When Isabel, in the solitude of her bed, found time to think, she concluded that if she could eliminate all men from her week except Mr. Hofer and those of his particular set, she might still enjoy herself. The San Francisco society youth has always been a failure. Except in rare instances he has not been outside his native State, has read nothing, and is casual of manner. Although more young men of the favored class attend the home universities than formerly, the students that derive the full benefit of these institutions are rarely those that intend to make a business of dancing, and calling on Sunday afternoons. It is yet too soon to weld cultivation with leisure, and, for the matter of that, most of the society youth have their living to make, combining business and fashion with a moderate success. Like Wellington's puppies, they have proved themselves of sound metal when put to the crucial test, but as an intellectual diversion they might as well be mechanical toys. The leader has not yet arisen that can permanently combine the older and younger sets. They mingle at great functions, but the dancing set monopolizes the season's stage.
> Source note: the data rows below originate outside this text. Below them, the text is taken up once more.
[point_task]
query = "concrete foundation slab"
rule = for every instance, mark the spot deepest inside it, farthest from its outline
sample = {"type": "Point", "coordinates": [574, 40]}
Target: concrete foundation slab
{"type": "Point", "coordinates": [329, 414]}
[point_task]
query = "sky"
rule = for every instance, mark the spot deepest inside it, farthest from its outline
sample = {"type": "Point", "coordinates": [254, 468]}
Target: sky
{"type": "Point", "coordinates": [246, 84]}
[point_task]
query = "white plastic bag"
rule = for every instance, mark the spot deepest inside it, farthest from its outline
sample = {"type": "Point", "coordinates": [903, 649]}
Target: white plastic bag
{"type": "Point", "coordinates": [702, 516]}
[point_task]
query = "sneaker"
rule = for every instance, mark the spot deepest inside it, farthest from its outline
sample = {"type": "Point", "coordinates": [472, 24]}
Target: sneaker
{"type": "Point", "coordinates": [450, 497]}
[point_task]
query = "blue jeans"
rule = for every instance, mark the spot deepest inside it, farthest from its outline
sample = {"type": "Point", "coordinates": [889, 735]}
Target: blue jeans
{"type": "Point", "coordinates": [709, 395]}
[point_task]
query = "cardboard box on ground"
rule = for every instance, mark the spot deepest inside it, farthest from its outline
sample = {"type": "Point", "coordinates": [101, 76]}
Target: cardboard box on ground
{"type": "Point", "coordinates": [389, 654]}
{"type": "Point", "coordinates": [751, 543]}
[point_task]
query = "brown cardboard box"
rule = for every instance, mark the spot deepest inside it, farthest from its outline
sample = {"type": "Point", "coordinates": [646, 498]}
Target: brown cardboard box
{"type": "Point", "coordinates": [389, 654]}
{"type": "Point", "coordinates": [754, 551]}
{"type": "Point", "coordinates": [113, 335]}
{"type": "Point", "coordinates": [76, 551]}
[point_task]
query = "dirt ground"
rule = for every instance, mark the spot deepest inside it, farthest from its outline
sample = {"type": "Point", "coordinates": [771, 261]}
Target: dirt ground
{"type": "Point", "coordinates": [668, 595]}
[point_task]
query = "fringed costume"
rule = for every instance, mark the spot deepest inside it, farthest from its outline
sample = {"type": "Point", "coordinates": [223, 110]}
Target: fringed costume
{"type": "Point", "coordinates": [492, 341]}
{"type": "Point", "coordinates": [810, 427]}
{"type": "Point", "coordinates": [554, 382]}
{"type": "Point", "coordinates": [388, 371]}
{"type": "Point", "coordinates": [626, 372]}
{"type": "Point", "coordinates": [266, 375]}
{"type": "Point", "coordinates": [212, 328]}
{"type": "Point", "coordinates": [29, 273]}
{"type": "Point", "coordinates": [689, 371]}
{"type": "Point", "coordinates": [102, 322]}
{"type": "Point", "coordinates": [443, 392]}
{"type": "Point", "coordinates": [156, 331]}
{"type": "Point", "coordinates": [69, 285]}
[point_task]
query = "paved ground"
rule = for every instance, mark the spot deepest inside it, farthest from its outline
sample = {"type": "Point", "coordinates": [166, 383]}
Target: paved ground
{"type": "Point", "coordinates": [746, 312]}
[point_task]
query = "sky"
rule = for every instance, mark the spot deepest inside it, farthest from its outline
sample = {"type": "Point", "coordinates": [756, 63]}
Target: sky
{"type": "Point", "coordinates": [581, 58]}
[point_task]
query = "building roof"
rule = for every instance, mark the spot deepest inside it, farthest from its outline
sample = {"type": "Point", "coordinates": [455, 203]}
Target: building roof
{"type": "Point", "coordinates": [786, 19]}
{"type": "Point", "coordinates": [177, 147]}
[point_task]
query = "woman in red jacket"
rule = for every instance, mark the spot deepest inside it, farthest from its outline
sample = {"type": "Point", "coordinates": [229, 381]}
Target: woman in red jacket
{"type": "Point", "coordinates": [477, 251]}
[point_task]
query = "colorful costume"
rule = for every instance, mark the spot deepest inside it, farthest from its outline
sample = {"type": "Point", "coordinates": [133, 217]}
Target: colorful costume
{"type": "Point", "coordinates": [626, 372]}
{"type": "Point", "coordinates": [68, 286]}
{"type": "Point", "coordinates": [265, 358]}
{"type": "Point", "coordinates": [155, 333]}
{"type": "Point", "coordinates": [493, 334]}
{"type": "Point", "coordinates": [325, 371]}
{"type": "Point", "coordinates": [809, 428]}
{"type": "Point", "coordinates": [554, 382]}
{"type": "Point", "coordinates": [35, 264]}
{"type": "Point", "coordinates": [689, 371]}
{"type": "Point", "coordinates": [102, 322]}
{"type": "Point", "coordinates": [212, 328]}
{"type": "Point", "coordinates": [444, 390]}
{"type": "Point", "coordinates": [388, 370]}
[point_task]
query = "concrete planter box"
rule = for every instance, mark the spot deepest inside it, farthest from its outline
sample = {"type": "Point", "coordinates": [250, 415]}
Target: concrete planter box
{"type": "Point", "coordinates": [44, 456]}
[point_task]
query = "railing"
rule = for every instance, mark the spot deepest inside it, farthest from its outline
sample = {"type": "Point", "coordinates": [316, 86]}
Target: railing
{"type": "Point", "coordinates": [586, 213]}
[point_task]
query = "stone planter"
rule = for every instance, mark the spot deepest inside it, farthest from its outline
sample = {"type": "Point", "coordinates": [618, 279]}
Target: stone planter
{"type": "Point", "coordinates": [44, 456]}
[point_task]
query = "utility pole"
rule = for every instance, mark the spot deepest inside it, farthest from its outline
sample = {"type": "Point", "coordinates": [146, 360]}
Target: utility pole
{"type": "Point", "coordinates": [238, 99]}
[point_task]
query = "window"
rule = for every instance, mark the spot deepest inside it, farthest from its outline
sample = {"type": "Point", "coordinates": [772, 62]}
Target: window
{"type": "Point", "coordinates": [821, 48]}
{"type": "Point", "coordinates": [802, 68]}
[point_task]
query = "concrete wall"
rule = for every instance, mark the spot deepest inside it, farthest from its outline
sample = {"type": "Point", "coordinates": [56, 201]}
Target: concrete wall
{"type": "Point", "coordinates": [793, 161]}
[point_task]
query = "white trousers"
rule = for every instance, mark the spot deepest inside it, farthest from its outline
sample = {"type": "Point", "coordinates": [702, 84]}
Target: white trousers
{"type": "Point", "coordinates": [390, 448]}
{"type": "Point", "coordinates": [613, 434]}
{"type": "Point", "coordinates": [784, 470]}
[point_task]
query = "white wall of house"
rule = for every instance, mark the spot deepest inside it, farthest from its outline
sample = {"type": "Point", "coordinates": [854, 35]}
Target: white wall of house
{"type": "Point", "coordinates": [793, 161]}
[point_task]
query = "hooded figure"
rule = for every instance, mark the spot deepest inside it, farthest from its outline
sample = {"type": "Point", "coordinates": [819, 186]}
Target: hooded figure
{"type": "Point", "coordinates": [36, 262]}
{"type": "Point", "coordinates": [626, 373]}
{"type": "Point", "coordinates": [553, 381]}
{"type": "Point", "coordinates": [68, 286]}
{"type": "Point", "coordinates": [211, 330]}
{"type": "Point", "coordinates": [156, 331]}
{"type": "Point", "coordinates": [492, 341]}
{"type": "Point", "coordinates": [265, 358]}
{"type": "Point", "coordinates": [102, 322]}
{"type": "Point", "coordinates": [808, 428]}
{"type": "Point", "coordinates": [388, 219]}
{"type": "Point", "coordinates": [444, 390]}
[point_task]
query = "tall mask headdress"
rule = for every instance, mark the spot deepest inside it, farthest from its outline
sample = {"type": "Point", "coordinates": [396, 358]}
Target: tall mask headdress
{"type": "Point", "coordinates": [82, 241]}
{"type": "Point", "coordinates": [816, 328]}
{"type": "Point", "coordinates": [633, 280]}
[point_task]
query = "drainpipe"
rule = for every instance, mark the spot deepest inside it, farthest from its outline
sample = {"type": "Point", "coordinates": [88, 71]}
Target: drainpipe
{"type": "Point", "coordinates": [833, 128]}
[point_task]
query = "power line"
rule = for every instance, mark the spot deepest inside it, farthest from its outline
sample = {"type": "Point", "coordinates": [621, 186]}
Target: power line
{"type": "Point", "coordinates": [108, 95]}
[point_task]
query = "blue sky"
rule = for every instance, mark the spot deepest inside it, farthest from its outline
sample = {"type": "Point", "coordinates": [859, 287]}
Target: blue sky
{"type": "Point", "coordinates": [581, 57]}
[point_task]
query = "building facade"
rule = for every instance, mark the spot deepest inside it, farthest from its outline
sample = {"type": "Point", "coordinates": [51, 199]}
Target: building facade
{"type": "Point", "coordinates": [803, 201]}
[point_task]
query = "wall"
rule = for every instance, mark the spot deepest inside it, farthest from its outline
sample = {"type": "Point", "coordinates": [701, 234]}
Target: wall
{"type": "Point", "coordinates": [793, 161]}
Of this set Mrs. Hofer was an enthusiastic member, and even at dinner rarely entertained any other. Occasionally, and once during Isabel's visit, she invited some friends of her husband, who never went to parties, and often entertained when his wife was elsewhere; but these men did as much talking as listening, and that was no part of Mrs. Hofer's system. Isabel had flashing vistas of small groups of men and women, distinguished socially as well as mentally, that entertained each other, or met at a new club through which Mrs. Hofer whisked her one night,—a club where the best of Bohemia met the more intellectual members of society; and she knew that in these groups she might find also the higher class business and professional men, and a few of leisure that enjoyed life without either dancing or drinking. But Mrs. Hofer, although far too well satisfied with life and herself to be a snob, loved brilliancy, splendor, constant excitement, dancing, chatter; and only her chosen set could provide the banquet. She could dance every night from ten until two, and awaken in mid-morning as fresh as a rose. She had the wardrobe of the storied princess, and her guests and friends must contribute their share to the brilliancy of all gatherings. She detested shabbiness; it was the only thing that depressed her spirits. Proud as she was of her husband, his aims, and his position in the community, his friends and their themes frankly bored her. She liked talk, not conversation. She really loved him, however, and was far too clever to let him feel neglected. He was inordinately proud of her, and grateful that she permitted him to give his time to his own interests, instead of dragging him about to groan against the wall. She had her little crosses and disappointments, for she had many servants and dressmakers; but, on the whole, Isabel had never seen any one so persistently happy, nor with more reason. Even her three children were as sturdy as young calves, and although they yelled like demons for an hour every morning—reawaking to the sense of a vague something life still denied them, and infuriated at the thought—Mrs. Hofer merely turned over on her pillow with an indulgent smile. It never occurred to her that the rest of the household might be less indulgent; and the nursery above Isabel's room was not the least of the causes that contributed to a frantic longing for the thirty-first of December.